Analysis of the Metrics and Evaluations Methods for Music
Ziteng Li
Kang Chiao International School Xi’an Qujiang Campus, Xi’an, China
Keywords: Music Evaluation, Deep Learning, Rhythm, Emotion Recognition, Hidden Markov Model (HMM).
Abstract: As a matter of fact, in recent decades, computer music has grown into a dominant force, revolutionizing both
music creation and evaluation methods. This study explores the evolution of music evaluation from traditional,
subjective approaches to more systematic, quantitative methods enabled by computational advancements.
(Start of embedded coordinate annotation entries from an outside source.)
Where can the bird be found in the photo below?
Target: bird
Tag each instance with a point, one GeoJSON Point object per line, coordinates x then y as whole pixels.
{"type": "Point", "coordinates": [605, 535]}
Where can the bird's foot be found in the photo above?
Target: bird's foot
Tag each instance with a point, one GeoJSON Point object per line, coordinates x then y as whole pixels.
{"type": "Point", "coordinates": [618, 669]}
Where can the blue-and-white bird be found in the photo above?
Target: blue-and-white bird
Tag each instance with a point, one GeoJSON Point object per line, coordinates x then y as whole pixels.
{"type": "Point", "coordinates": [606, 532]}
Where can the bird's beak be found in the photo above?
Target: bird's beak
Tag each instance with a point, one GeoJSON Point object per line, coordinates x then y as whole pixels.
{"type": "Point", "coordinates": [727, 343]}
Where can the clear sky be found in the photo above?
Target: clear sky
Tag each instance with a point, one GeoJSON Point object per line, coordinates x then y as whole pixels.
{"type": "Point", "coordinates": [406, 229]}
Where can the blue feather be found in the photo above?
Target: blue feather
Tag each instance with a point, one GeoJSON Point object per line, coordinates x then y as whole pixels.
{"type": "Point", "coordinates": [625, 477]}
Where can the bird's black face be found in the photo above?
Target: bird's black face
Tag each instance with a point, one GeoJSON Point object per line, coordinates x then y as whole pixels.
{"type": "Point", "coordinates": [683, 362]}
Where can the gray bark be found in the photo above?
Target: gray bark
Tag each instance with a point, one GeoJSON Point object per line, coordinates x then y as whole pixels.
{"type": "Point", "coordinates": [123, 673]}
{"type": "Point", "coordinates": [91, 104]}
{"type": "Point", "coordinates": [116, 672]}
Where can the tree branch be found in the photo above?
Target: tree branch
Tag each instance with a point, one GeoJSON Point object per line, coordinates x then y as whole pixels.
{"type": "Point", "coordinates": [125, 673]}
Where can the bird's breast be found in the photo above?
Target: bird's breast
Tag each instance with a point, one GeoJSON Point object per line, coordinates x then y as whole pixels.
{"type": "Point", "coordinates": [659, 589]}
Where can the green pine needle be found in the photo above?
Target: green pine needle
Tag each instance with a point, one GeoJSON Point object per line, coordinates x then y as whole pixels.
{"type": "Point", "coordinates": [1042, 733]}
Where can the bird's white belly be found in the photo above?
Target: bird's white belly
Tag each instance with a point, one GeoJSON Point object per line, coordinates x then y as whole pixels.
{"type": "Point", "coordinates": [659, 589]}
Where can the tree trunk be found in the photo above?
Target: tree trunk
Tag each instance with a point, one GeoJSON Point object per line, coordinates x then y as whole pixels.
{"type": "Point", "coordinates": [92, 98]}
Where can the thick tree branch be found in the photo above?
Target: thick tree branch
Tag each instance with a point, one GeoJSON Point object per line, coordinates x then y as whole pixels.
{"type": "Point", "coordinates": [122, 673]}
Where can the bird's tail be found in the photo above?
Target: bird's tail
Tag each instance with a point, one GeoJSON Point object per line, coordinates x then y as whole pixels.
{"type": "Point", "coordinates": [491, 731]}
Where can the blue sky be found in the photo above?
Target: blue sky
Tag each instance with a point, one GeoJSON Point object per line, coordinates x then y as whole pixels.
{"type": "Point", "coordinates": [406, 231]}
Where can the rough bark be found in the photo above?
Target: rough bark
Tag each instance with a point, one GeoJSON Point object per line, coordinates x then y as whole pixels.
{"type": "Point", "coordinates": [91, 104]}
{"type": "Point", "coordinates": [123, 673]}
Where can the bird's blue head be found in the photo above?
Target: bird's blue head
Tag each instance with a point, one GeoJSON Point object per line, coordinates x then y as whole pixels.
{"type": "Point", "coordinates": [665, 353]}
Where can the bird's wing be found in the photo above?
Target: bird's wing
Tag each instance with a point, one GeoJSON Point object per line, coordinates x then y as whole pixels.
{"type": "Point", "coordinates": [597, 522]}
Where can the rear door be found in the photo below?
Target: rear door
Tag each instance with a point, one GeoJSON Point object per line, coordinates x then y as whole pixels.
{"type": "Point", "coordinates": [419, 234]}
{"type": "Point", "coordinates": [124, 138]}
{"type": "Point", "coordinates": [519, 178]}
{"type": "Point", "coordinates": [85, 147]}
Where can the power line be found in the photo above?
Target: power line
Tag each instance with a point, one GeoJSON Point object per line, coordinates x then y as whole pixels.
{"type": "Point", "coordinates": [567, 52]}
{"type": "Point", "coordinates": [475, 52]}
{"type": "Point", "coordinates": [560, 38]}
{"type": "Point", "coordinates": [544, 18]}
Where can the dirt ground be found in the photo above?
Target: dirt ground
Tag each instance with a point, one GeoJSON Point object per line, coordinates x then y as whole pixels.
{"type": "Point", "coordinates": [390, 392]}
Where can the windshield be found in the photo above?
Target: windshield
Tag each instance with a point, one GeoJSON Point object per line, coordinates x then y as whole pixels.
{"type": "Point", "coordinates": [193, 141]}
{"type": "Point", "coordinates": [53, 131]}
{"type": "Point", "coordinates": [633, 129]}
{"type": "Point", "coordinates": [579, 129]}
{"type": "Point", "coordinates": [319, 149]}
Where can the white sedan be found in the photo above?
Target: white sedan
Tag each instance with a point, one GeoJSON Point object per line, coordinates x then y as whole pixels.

The
research focuses on key evaluation metrics, including emotion, rhythm, and similarity, and how models like
N-gram and Hidden Markov Models (HMM) capture melodic and rhythmic features. This research highlights
recent progress in using deep learning algorithms for music assessment and their application in tasks like
emotion recognition and music recommendation. Despite the successes, existing models often struggle with
complex emotional expressions and cross-cultural diversity in music. The findings suggest that future
improvements in music evaluation can be achieved through integrating advanced machine learning techniques
and multi-modal analysis. These results contribute to the development of more objective and comprehensive
evaluation methods, ultimately benefiting various applications in music classification, recommendation, and
automated composition.
1 INTRODUCTION
Computer music has leaped into the mainstream of
today's society after only a few decades of
development. Not only has it brought new approaches
to music creation, giving composers inspiration and
the possibility to pursue the extreme, but it has also
dramatically changed the way music is evaluated. The
history of computer music can be traced back to the
mid-20th century when advances in technology
enabled the generation of sounds and music through
algorithms. For example, The Silver Scale, composed
by Max Mathews at Bell Labs in 1957, is considered
the first piece of music generated through a computer.
As computer performance has increased, computer
music has expanded from simple audio generation to
complex automated composition and real-time music
processing. Nowadays, along with the disruptive
development of AI, computers are not only used for
music generation but also widely used for music
classification, recommendation, and evaluation
(Cope, 1989; Cone, 1981; Salamon et al, 1970).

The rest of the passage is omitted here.